Data has not always been a commodity and an asset like it is now, for many years, data was much smaller in scope and importance.
Even just two or three decades ago, the amount of data most standard organisations captured was relatively small. It may have focused in particular on relevant areas such as basic employee data references, as well as files about performance, promotion and so on. Client data would have been kept, but perhaps only a handful of physical files for each client. While accounting has always been important, many organisations would ensure they captured the statutory minimum information on company inflows and outflows and then leave it at that.
Today, however, the age of strategy has dawned and with it has come the technological capacity to capture seemingly endless realms of data on every business function. Each employee, for example, can now track their time down to the second using sophisticated data capture techniques. Each supplier can have the whereabouts, value and estimated delivery time of every component in the supply chain tracked to within seconds.
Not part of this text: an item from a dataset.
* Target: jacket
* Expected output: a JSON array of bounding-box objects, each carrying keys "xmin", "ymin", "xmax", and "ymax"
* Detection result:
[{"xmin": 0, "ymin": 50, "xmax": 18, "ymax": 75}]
Business development teams can run constant, complex and multi-variant analysis on client data to ensure that every relevant insight can be extracted and applied to customer retention and profit enhancement practices. In the age of big data, all of this information has to go somewhere. Step forward cloud backup a solution designed to store large quantities of data automatically in a secure virtual location.
So how does it work?
Put simply, Cloud backup is a form of data storage and recovery that operates not on in-house storage devices or even on a company’s servers, but on a separate, secure, public or private internet space.
The user pays for this service, and in return can access their data remotely or, in the event of a data breakdown, replace their primary data with that on the backed-up server.
In terms of practicalities, cloud backup works relatively well for most organisations. There’s an option to choose between Public Cloud backup and Private Cloud backup, for example. Enterprise users with large scale datasets will often choose the second version, although public clouds work well too.
Cloud storage is a constantly evolving storage service with many innovations happening over time. Cloud-to-cloud backup, for example, offers a way of backing up data several times over by replicating data in one cloud and storing it elsewhere.
What are the benefits?
One of the main benefits of cloud backup is the ability it offers to scale. With historic types of data backup media, such as compact discs or even USB sticks, scalability was not a key component of the offer. When the backup medium was purchased, a finite amount of storage space came with it. If more space was required, a fresh medium or device would need to be purchased.
Conversely, if all of the storage space was not used then the customer would certainly not receive a refund. That’s not the case with cloud backup. On the contrary, many cloud backup services offer an elastic, or utility-based, pricing model designed to help customers pay less when they use less and more when they pay more.
Disaster recovery is also a key part of the Cloud computing model. Given that for many organisations, data is almost as important a commodity as equity or cash, a big data loss can be a significant problem. It could lead, for example, to loss of all the important information that is required to assess profit and loss sheets correctly, or a loss of data on former clients who have gone cold but may have otherwise reconnected with the organisation in the future.
Thanks to a cloud backup system’s ability to seamlessly transfer data from one device to the cloud on an automated, real-time basis without the need for an organisation to hit ‘back up’, it’s possible to build a ‘disaster recovery’ site, which can recreate all of the data lost. This does, however, mean that the organisation opting for the cloud system needs to invest both time and money to ensure that the infrastructure is in place.
Cloud backup, whether public or private and whether utility-based or subscription-based, offers a way to securely and firmly create disaster recovery sites, remote data access, and much more. Cloud backup ought to be a key tenet of any business plan to ensure that it can continue to have access to all of its files, folders, media and more if the worst happens and a data-loss nightmare occurs.